Long-context LLMs Struggle with Long In-context Learning

Paper · arXiv 2404.02060 · Published April 2, 2024
Test Time Compute

We introduce a benchmark (LongICLBench) for long in-context learning in extreme-label classification using six datasets with 28 to 174 classes and input lengths from 2K to 50K tokens. Our benchmark requires LLMs to comprehend the entire input to recognize the massive label spaces to make correct predictions. We evaluate on 15 long-context LLMs and find that they perform well on less challenging classification tasks with smaller label space and shorter demonstrations. However, they struggle with more challenging task like Discovery with 174 labels, suggesting a gap in their ability to process long, context-rich sequences. Further analysis reveals a bias towards labels presented later in the sequence and a need for improved reasoning over multiple pieces of information. Our study reveals that long context understanding and reasoning is still a challenging task for the existing LLMs.

In this paper, we propose to adopt in-context learning (ICL) on extreme-label classification tasks (Anil et al., 2022; Milios et al., 2023) to evaluate long-context LLMs.

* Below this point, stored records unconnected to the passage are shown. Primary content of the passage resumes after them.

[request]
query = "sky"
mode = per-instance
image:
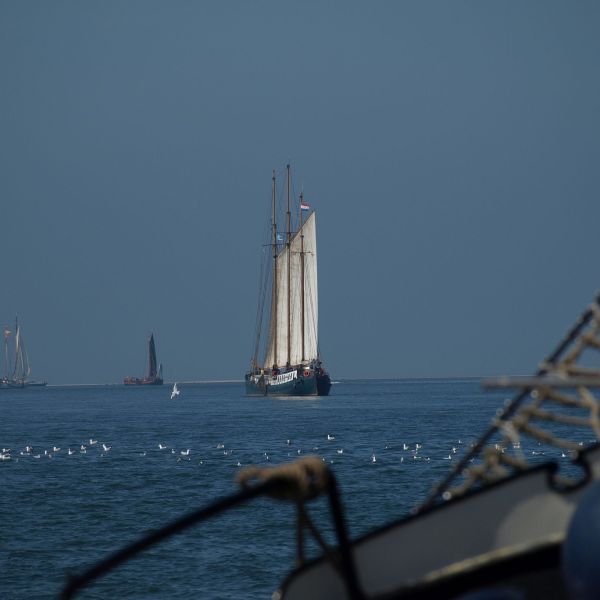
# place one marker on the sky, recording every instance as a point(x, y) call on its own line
point(451, 151)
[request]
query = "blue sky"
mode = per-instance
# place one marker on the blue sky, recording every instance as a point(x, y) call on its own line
point(451, 151)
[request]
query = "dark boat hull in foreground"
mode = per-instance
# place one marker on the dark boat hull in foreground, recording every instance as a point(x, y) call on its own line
point(296, 382)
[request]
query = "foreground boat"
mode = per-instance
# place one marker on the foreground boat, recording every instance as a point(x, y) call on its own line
point(496, 527)
point(18, 375)
point(154, 376)
point(291, 365)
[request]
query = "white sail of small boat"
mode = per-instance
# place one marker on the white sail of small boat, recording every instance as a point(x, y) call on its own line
point(18, 376)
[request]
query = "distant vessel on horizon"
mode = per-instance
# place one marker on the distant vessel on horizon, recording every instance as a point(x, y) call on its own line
point(17, 376)
point(154, 376)
point(292, 365)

Unlike the prior tasks, in-context learning requires LLMs to recognize the task by scanning over the entire input to understand the label space. This task necessitates LLMs’ ability to comprehend the entire input to make predictions. Due to the massive label space, the task demonstration could easily become a long sequence. For example, Discovery (Sileo et al., 2019) encompasses 174 classes with each example taking an average of 61 tokens. Therefore, the minimum total demonstration length (1 shot per class) already exceeds 10K tokens. Normally, LLMs demand more than 1 shot per class to understand the nuances of different fine-grained labels. Having multiple shots can significantly extend the total demonstration length to above 32K. Therefore, this task becomes a natural testbed for long-context understanding.